The Corporate Conglomerate of Arestris wrote:Technically speaking, you shouldn't start a sentence with a conjunction, however it happens anyway.

This is one of those rules where a more sensible rule has been oversimplified to prohibit perfectly permissible sentences for the sake of more people remembering it (which, in any case, doesn't really work, since in colloquial English, such fragments are incredibly useful and avoid a lot of unnecessary repetition). Because they are subordinating conjunctions, starting a sentence with "because" or "although" is allowed in formal English, so long as the clause which they are modifying is also included. Do you see what I did there?

"Why did the chicken cross the road?" "Because he heard about the fantastic prices at Lidl and needed a new shower head."
This would not be acceptable in formal English, and is what the rule attempts to prohibit. "Because" is in a separate sentence which does not include the clause it's referring to. You can, however, do this:
"Because the chicken needed a new shower head, he decided that the risks inherent to crossing the road were worth bearing."
Likewise:
"Although crossing the road had always been a hazardous undertaking, the chicken decided to do so for the sake of Lidl's fantastic prices."
It simply requires that you attach the clauses together.

Sunthreit

This is the point at which I notice my dozens of superfluous and misplaced commas.
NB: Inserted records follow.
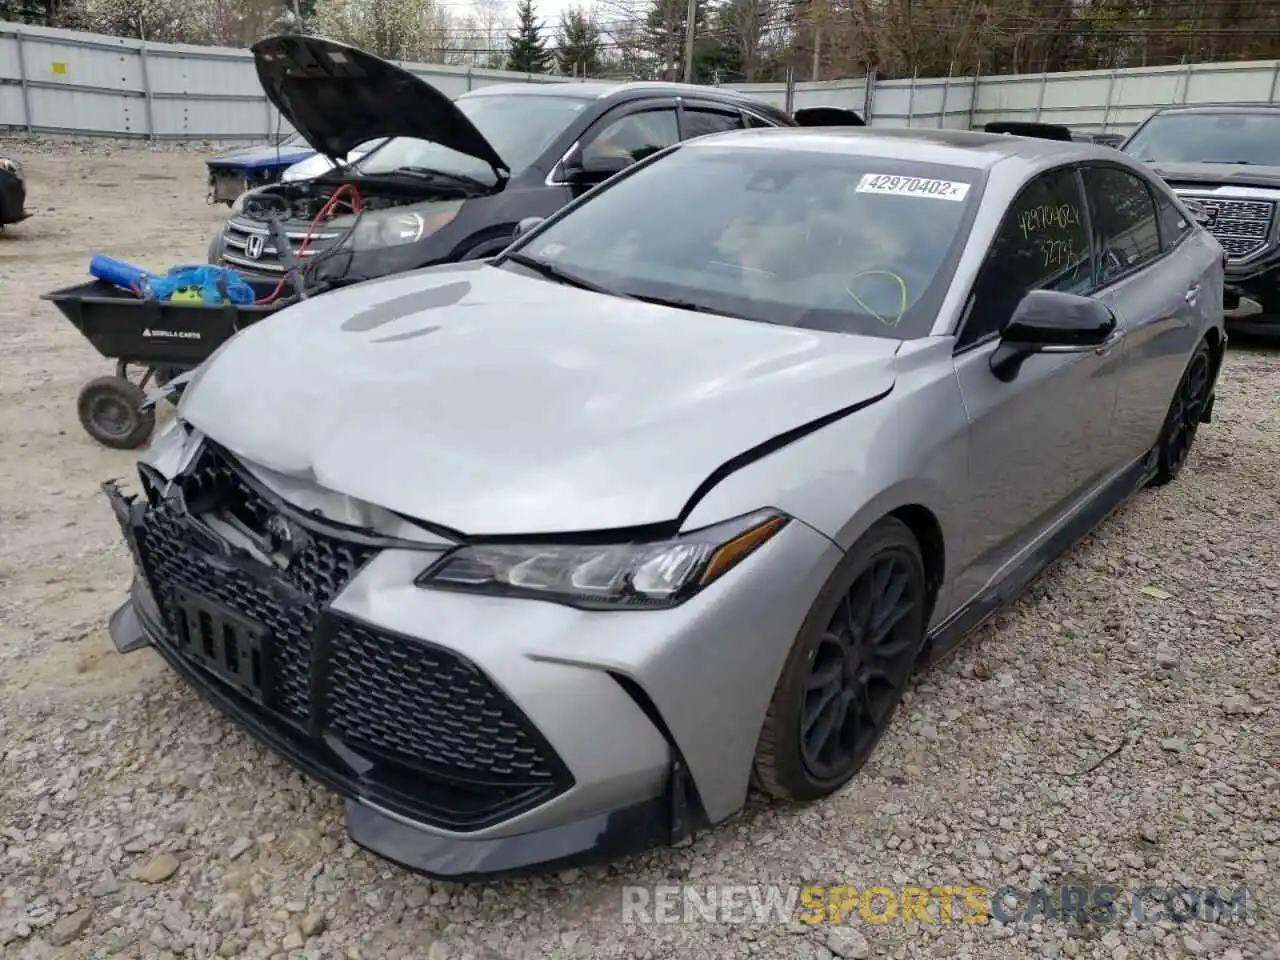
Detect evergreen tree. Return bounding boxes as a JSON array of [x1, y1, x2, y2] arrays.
[[506, 0, 551, 74], [555, 6, 603, 77]]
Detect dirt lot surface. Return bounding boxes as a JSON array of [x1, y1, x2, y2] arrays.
[[1, 138, 1278, 960]]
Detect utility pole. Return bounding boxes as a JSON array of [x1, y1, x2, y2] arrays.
[[810, 0, 823, 81], [682, 0, 697, 83]]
Guess who's not going through that post again to fix them.

Sunthreit

I am in Vancouver Canada, yayyyy 5 hour wait!!! And then 9hour drive yayyyyy

Quensatango, Sunthreit, and Memaslovakia

The Constitutional Republic of Sunthreit wrote:Sorry for the nitpick, but wasn't the U there originally before being cast out by the Americans? They are French-derived words after all.

As an American, I reserve the right to treat the American spelling as the correct spelling. ;)

Sunthreit

The Kapokanas of Wonderchicken wrote:As an American, I reserve the right to treat the American spelling as the correct spelling. ;)

Besides, if you go back to Latin roots they all tend to have "or" endings >:)

Wonderchicken

To borrow from Ray Stevens:

"Maybe a 'croissant.' Is that right? The French make everything so difficult. Why don't they just call it a bun?"